What is the central capacity theory as proposed by Kahneman (1973).

A

A structural model that believes the task itself is what captures attention not a bottleneck. There is one source of attention that reaches capacity. What increases or decreases our capacity is how aroused and positive we are.

24
Q

What does the multiple resource model propose? Navon & Gopher (1979)

A

Looks at how much tasks interfere with each other and whether performance levels on one task trades performance levels on another task.

25
Q

What 3 criteria define automatic processing as described by Posner & Snyder (1975).

A
  1. Must occur without intention-happens easily
  2. Must occur without involving conscious awareness. E.g. putting shoes on when talking to someone.
  3. It must not interfere with other mental activity.
    (Can be argued that automatic tasks are not without some intention).
26
Q

What is instance theory (Logan 1988).

A
  1. Separate traces of memory are stored away each time a stimulus is encountered and processed
  2. Practice with the same stimulus leads to the storage of increased information about stimulus and what to do with it.
27
Q

What are the 2 main processes of forgetting

A

Decay - gradual diff appearance of mental or aural stimuli.

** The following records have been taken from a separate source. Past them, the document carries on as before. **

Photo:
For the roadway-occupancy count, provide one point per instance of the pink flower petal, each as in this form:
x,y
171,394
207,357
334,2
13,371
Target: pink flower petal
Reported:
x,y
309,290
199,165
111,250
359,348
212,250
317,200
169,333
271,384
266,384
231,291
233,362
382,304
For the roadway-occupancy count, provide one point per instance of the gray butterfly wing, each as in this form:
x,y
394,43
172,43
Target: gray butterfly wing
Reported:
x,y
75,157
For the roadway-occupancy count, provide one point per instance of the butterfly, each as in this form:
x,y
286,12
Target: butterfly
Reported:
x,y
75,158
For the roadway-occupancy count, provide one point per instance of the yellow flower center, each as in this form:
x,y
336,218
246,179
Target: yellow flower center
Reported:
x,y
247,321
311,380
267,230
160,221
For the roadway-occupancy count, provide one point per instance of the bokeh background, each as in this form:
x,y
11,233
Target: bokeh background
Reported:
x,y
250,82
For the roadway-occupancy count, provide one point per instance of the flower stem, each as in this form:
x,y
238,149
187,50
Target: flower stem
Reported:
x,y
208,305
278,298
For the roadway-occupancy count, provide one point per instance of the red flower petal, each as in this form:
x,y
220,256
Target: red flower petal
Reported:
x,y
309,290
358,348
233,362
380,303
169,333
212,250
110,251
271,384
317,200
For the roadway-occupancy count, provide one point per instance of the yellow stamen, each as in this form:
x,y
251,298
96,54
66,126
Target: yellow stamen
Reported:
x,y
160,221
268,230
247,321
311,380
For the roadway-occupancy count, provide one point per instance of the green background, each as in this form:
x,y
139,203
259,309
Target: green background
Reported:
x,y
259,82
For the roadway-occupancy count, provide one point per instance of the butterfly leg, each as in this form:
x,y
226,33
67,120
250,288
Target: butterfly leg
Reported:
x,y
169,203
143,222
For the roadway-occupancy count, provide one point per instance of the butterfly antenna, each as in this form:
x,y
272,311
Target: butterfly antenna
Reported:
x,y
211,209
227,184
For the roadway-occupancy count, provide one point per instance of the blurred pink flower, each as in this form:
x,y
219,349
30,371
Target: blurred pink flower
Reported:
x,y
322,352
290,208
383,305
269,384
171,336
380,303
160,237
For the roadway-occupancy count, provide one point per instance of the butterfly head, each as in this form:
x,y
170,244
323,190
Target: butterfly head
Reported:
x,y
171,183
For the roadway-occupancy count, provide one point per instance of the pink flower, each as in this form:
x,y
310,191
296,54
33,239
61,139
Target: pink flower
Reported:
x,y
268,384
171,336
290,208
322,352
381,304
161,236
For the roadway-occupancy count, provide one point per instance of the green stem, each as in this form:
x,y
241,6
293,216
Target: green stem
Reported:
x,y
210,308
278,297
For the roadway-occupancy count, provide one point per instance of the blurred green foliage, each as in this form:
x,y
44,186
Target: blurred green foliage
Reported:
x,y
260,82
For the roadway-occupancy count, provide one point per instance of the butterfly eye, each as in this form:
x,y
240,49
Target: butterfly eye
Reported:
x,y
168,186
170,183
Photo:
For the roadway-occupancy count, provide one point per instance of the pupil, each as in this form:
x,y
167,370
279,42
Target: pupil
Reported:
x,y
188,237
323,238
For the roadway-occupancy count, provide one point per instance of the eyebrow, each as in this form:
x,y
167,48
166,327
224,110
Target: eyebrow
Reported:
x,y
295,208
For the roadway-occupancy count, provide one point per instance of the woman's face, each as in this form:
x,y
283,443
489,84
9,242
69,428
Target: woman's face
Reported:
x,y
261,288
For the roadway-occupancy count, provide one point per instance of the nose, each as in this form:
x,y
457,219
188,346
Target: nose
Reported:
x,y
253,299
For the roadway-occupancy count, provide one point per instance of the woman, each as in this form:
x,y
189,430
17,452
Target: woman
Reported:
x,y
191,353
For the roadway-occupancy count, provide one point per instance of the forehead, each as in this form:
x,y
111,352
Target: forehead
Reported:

Interference - affected by other information

28
Q

What is retroactive interference?

A

Learning new information can interfere with the recall of older information.

29
Q

What is proactive interference?

A

Old information interferes with learning or remembering new information.

30
Q

What is Revlins (2013) definition of attention

A

When we are aware fo the contents of our consciousness and react to them, we say we are paying attention.

31
Q

What does Kahnemans single capacity model predict?

A

That performance deficits happen when : - 2 tasks are done simultaneously and when the tasks exceed capacity.

32
Q

What does Wickens (1984) multiple resource model propose?

A

There are multiple resources of attention and some can be performed at the same time without interference or poorer performance such as reading music and playing an instrument.

33
Q

Where does Baddeley believe the central executive is?

A

In the prefrontal cortex. The communicator between long term and working memory.

34
Q

What are the 2 assumptions of Craig and Lockhart ‘levels of processing ‘ theory .

A

A, the depth of processing of a stimulus

B, deeper levels of analysis produce more elaborate long lasting memories than shallow.

35
Q

What is the self reference effect?

A

Memory is better under self reference than any other condition, we are fascinated with ourselves. Meta analysis of 129 studies on self reference effect (Simon’s & Johnson 1997).

36
Q

What did Craig & Tulvings (1975) study show with regard to remembering 60 words?

A

3 groups, 1. Structural encoding task (is word in block capitals)
2. Acoustic orienting task (does word rhyme with ‘bat’)
3. Semantic orienting task (does word fit the sentence)
Tasks that require deep processing produce better retrieval than do shallower processing.